His program with Bálor was likely always intended as a stop-gap to get Bálor to Wyatt, a feud that the WWE teased a few months ago. The program on paper seems obvious between the weird, cult leader guy and Bálor, who theoretically lets some kind of Gaelic demon come out for big matches, and if it helps Wyatt be interesting again, that feud could lead to some very entertaining matches. If it turns into a lot of spiritual mumbo jumbo, I’m out and I doubt I’ll be alone.
In the “I’m Not Alone” department, it was really clear this week that no one cared that Kurt Angle has an illegitimate son, and Angle’s paternity is not enough to make people care about Jason Jordan. He made his Raw in-ring debut and defeated Curt Hawkins while an entire arena went for popcorn and beer.

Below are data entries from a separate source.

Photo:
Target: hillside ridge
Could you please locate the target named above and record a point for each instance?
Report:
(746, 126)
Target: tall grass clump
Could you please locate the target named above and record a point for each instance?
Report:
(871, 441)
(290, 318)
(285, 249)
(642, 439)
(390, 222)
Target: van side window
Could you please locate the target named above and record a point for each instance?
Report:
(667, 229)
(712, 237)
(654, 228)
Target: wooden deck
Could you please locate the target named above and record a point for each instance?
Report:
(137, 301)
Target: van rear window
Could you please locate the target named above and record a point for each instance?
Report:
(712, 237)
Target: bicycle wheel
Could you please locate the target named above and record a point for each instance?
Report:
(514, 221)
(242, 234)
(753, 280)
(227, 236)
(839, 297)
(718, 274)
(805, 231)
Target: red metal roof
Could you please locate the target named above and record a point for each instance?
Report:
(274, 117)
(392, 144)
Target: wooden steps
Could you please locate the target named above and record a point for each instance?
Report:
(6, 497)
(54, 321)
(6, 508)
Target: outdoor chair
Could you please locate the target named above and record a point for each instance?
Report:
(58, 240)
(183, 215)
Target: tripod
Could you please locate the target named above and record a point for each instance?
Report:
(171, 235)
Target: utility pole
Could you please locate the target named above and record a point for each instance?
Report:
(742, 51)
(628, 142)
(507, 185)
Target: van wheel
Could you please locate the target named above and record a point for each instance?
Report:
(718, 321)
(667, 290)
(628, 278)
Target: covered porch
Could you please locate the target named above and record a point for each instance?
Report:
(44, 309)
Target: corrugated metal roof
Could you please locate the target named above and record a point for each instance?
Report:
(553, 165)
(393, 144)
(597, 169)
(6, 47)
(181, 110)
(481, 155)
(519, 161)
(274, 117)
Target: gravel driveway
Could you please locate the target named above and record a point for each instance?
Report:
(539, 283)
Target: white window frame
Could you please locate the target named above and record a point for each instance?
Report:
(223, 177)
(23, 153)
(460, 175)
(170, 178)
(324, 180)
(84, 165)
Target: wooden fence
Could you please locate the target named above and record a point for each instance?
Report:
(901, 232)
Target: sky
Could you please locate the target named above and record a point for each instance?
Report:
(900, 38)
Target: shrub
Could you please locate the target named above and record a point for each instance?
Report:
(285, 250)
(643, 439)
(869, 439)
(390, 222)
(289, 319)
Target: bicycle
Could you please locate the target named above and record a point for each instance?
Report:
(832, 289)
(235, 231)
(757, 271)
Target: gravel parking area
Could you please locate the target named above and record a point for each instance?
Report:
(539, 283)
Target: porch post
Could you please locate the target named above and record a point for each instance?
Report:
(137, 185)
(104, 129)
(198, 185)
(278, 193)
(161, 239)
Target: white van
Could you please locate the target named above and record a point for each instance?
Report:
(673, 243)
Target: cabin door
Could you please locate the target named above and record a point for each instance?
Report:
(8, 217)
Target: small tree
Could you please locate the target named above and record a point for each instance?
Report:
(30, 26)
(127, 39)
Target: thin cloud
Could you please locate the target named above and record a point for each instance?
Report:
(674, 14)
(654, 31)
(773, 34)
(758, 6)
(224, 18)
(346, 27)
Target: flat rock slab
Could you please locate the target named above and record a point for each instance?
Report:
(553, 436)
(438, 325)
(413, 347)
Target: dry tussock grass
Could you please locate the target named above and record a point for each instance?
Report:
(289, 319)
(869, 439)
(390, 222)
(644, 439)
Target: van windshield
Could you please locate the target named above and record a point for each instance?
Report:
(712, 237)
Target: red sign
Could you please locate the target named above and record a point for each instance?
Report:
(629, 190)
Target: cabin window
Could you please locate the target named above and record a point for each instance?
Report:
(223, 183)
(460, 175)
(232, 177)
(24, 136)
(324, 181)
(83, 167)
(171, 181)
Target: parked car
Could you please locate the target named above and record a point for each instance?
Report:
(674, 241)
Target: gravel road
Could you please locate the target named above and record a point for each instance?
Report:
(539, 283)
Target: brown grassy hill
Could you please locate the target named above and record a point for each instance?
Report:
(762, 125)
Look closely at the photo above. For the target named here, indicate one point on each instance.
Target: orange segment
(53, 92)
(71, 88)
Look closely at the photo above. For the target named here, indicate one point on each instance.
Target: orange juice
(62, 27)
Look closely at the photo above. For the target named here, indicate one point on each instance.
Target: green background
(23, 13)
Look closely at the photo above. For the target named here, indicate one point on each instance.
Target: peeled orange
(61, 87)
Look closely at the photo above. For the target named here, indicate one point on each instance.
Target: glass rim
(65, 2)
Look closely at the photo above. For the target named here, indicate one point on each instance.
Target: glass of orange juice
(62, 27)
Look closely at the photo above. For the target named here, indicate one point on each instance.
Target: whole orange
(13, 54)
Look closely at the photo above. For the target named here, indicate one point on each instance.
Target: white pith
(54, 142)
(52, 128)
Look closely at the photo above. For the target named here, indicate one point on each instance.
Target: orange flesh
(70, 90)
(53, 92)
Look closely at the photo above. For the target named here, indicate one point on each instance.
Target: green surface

The Bayley reclamation project continued this week when she fought Sasha Banks to see who’ll meet Alexa Bliss at “SummerSlam.” Before the match, Bliss predicted that we’d see the demise of the friendship between Bayley and Banks, and after Bayley won another entertaining match, Banks seemed pissed off and Bliss’ prediction looked like it might come true. Everything about this sequence was fun including the head game it played with viewers accustomed to everything a heel says being a manipulative lie. Every friendship and tag team in the WWE is a feud waiting to happen. Exhibit A? Earlier in the show, Big Cass demolished his former tag team partner Enzo Amore one more time, which prompted The Big Show to come to the ring to stop Cass’ post-win beating on Enzo. That led to a second battle that ended with Cass beating down Big Show. Clearly, Enzo took his beating to get a battle of the Bigs at SummerSlam.
It’s not as obvious that every broken tag team is a reunion waiting to happen, which is the storyline behind Seth Rollins and Dean Ambrose’s handicap match against The Miz and his Miztourage (still the best name in wrestling). Can Ambrose trust Rollins again after Rollins stabbed him and Roman Reigns in the back to break up The Shield in 2014? Can he co-exist with the guy who beat the shit out of him in Rollins’ first few months as part of The Authority? The two won the match, and in a few spots showed the kind of continuity and synchronization that good tag teams have. The rush that came with those moments made you want to see them reunite, but when the match was over, Ambrose celebrated separately while Rollins tried to celebrate as a team. He held out his fist for a Shield-style show of unity, and Ambrose left him and us hanging. Is the semi-reunion going to happen (without Reigns, who’s busy in the Universal title hunt), or is it going to turn into a feud? The sequence gave us 20 good minutes in a week where both shows went a long day toward undoing the giant WTF that “Battleground” inspired.